Gaspar se levantó con lentitud. Su sombra proyectada sobre el cristal fue lo único que se movió.
—Te diré esto una vez, Cebrián. No la defiendo. Helena no necesita defensores. Pero sí merece que, por una vez, alguien la mire sin usarla como espejo de su propio ego.
—¿Y tú eres ese alguien?
Gaspar sonrió. Frío. Letal.
—No lo sé. Pero al menos no soy el tipo que intenta volver solo porque sabe que la próxima vez no lo dejarán entrar.
Iván bajó la mirada un segundo. Lo justo. Lo suficiente.
—Estás enamorado —murmuró, sin burla.
—Estoy decidido —corrigió Gaspar—. Que no es lo mismo… pero se parece.
Cuando Iván salió, Gaspar no se movió. Solo recogió la pluma que había estado girando entre los dedos. Y con la vista fija en la puerta cerrada, murmuró en voz baja, sin testigos:
—Esa mujer… ya no es la reina de un tablero. Es el tablero entero. Y si algún peón cree que puede volver a moverla a su antojo… se equivocó de partida.
Punto de vista HELENA
Esa tarde, mientras revisaba documentación, Helena escuchó a Samuel murmurar algo en recepción. Luego, un silencio denso.
—¿Está todo bien? —preguntó, sin alzar la vista.
—Sí… solo entregaron algo para ti.
Sobre su escritorio, una caja pequeña. Dentro, una pluma estilográfica de lujo. Sin nota. Sin firma.
No necesitaba una.
Al fondo del pasillo, la silueta de Gaspar desaparecía tras una puerta de vidrio.

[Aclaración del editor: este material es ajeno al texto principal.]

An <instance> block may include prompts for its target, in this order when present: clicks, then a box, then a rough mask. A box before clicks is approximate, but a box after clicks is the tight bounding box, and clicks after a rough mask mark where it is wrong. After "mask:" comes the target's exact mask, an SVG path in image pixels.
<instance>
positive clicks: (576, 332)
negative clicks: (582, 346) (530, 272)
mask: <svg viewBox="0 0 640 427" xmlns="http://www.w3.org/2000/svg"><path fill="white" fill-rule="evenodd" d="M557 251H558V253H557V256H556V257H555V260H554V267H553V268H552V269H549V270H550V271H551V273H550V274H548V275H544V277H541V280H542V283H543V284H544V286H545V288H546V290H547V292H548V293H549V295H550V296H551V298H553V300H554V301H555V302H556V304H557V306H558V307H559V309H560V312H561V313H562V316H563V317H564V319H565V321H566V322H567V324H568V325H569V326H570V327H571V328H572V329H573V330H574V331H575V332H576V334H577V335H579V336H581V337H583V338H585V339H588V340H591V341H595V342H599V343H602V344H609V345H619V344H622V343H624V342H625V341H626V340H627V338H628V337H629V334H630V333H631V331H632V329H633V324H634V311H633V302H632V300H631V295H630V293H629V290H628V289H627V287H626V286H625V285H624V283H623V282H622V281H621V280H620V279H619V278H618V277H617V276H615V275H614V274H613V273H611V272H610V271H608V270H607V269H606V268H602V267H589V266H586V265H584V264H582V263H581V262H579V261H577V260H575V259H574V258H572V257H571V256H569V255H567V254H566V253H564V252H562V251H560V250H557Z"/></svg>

Helena cerró la caja. La guardó en el cajón. Y siguió trabajando.
No porque lo ignorara. Sino porque no quería que él creyera que aún podía desarmarla con gestos.
Punto de vista HELENA
Esa noche, Lautaro la llamó.
—¿Cómo fue el primer día con tu CEO favorito?
—Como sentarme en una silla con clavos… elegante, pero incómoda.
Lautaro rió.
—¿Te vas a quedar?
—No lo sé. Pero si voy a trabajar entre tiburones… mejor que aprendan que también sé morder.
Apagó el móvil. Se quedó a oscuras en el salón.
No pensó en Iván.
No pensó en Lautaro.
Pensó en Gaspar.
Y por primera vez… no supo si tenía miedo de él o de sí misma.